The Buddhist Background To Mindfulness 3
The Noble Eightfold Path
This is the third of seven blogs that use notes from our 2017 ‘The Buddhist Background To Mindfulness’ course. Each session covers one aspect of the Noble Eightfold Path and ends with some questions and practices that may help you make the subject more personally real:
Right Speech (Skt. samyag-vāc / Pali sammā-vācā)

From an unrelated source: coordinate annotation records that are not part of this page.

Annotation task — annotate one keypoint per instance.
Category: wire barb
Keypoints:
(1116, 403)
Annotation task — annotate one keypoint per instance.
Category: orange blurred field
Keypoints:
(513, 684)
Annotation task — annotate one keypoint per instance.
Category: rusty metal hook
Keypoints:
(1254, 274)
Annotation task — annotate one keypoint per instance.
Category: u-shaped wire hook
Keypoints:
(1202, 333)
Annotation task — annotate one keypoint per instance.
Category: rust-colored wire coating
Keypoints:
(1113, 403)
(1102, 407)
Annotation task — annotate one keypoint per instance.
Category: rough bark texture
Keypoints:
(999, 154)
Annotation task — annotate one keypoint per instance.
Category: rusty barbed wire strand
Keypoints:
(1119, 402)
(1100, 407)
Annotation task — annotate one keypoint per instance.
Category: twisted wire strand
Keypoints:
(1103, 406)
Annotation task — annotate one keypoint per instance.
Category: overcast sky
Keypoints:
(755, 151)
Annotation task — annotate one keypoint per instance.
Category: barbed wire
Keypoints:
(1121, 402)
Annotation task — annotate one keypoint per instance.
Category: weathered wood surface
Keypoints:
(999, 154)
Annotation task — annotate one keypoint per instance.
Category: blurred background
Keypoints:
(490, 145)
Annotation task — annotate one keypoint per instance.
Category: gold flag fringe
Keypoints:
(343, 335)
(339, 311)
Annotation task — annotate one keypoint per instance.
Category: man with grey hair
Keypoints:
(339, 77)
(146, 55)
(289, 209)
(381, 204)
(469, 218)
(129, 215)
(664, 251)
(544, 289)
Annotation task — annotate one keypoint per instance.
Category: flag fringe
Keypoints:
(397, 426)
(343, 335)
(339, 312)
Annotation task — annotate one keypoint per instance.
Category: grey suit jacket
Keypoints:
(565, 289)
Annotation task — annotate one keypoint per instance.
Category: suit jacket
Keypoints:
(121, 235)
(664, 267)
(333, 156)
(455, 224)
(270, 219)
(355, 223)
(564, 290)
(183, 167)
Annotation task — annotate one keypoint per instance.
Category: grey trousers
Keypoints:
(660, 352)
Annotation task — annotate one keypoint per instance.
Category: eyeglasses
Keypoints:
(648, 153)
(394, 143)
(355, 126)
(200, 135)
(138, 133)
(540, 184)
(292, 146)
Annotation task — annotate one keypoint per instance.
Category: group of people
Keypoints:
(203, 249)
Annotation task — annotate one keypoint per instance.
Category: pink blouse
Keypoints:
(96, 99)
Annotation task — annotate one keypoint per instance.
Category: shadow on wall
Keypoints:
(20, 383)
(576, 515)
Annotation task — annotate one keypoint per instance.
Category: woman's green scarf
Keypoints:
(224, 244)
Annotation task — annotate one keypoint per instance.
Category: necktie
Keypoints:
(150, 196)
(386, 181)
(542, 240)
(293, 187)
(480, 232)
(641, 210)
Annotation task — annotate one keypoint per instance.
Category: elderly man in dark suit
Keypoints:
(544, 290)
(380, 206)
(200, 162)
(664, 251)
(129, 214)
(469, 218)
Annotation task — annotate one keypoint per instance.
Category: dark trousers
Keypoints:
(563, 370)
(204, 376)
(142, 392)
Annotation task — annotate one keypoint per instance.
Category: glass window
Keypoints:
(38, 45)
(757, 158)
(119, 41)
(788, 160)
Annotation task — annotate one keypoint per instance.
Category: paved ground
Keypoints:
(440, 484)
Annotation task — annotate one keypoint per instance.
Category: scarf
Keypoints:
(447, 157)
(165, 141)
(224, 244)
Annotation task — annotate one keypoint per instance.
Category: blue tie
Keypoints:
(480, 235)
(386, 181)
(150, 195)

The third noble truth takes us into the ethical portion of the eightfold path. Ethical action is central to the Dharma – the Buddha taught that his was a path where we should aspire to do good and cause no harm. One of the primary ‘tasks’ of mindfulness is to clearly know what exactly is bad – ignorance, greed and hatred – and what is good – or perhaps more easily, what is wholesome and skilful – and to encourage these good qualities within ourselves. The most obvious expression of this is the ‘Five Precepts’ that all lay Buddhist aspire to – either completely or in part: not to kill, steal, lie, commit acts that sexually harm and finally not to become intoxicated. The key word here is ‘aspire’ which is to imply that these are ways of being that we will have to work at to make real in our lives. Unlike Christianity, failure to do so is not a ‘sin’ but more simply an unwholesome action that will cause unhappy repercussions. Mindfulness is the means to raise our actions into awareness and make better, wiser choices.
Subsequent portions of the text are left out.